In 1973, Bert lost her life in a car accident. Elmo met Katherine Williams from Kosciusko, who owned a plane; they married. Elmo has three children by Bert. Linda and Laura have followed in her footsteps and are RNs. Larry, like his dad, is an air traffic controller.
Elmo recalls World War II as the worst and the best of times. He has many friends he made in those days, but also others were lost. Most of the boys in his neighborhood died, and Elmo said in all there were about 35 boys he knew from Vicksburg who were casualties.
Something he wanted was a memorial to all from Vicksburg and Warren County who lost their lives in the war. He tried to get the Veterans of Foreign Wars interested, and in 1985 they put him in charge of the project. He was a one-man committee who began making plans, gathering names, spending untold hours and 26 trips to Vicksburg to make sure the job was done. Finally, on a day in May 1986, with generals and elected officials present, the Army Band playing, and a flyover, the monument in the Rose Garden on Monroe Street was dedicated.

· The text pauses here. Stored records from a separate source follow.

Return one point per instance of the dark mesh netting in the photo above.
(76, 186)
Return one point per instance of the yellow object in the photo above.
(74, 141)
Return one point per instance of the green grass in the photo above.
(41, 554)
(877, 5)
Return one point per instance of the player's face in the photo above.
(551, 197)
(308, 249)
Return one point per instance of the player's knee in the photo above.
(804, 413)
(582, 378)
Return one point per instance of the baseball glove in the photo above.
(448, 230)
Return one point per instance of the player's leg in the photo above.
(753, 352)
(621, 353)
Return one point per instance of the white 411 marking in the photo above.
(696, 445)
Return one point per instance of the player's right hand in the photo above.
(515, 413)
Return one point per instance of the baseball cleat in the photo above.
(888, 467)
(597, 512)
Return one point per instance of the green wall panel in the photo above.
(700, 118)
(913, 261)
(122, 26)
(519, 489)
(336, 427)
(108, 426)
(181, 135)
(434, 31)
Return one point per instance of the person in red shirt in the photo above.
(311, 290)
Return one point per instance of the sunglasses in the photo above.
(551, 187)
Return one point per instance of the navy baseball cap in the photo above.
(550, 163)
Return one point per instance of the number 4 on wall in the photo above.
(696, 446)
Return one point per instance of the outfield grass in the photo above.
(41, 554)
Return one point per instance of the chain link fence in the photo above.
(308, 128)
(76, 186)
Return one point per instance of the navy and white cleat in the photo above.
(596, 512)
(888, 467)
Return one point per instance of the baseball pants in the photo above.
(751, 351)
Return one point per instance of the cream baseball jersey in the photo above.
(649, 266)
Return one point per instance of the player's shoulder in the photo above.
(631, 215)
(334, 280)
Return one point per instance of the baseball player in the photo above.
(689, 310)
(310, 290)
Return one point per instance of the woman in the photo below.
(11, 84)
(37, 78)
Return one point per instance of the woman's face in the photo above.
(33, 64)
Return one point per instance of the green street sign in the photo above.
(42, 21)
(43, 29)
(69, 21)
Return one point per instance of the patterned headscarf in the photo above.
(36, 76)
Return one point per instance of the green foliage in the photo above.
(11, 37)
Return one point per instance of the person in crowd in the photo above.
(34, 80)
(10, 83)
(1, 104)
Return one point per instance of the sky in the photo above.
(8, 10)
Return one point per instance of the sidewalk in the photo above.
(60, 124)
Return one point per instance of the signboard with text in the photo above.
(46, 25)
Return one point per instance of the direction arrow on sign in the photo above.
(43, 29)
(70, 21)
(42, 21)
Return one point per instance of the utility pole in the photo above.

Nearby, a woman sat in front of the old library building, sobbing, and Elmo went to try to console her. It was Joe Marsicano’s mother; he was the 18-year-old boy who had died 41 years earlier, just before the war ended. She said her tears were of joy, for she had reached up and touched Joe’s name and had a feeling that she was actually touching him.
“We both had a good cry,” Elmo said.
Whenever Elmo comes to Vicksburg, he drives by the monument and reflects on the names of his friends carved there. He’s justifiably proud of his role and of the personal letter he received from President Ronald Reagan.
Though he has some friends still around who were in World War II, he says, he is “damned near the last of the Mohicans.”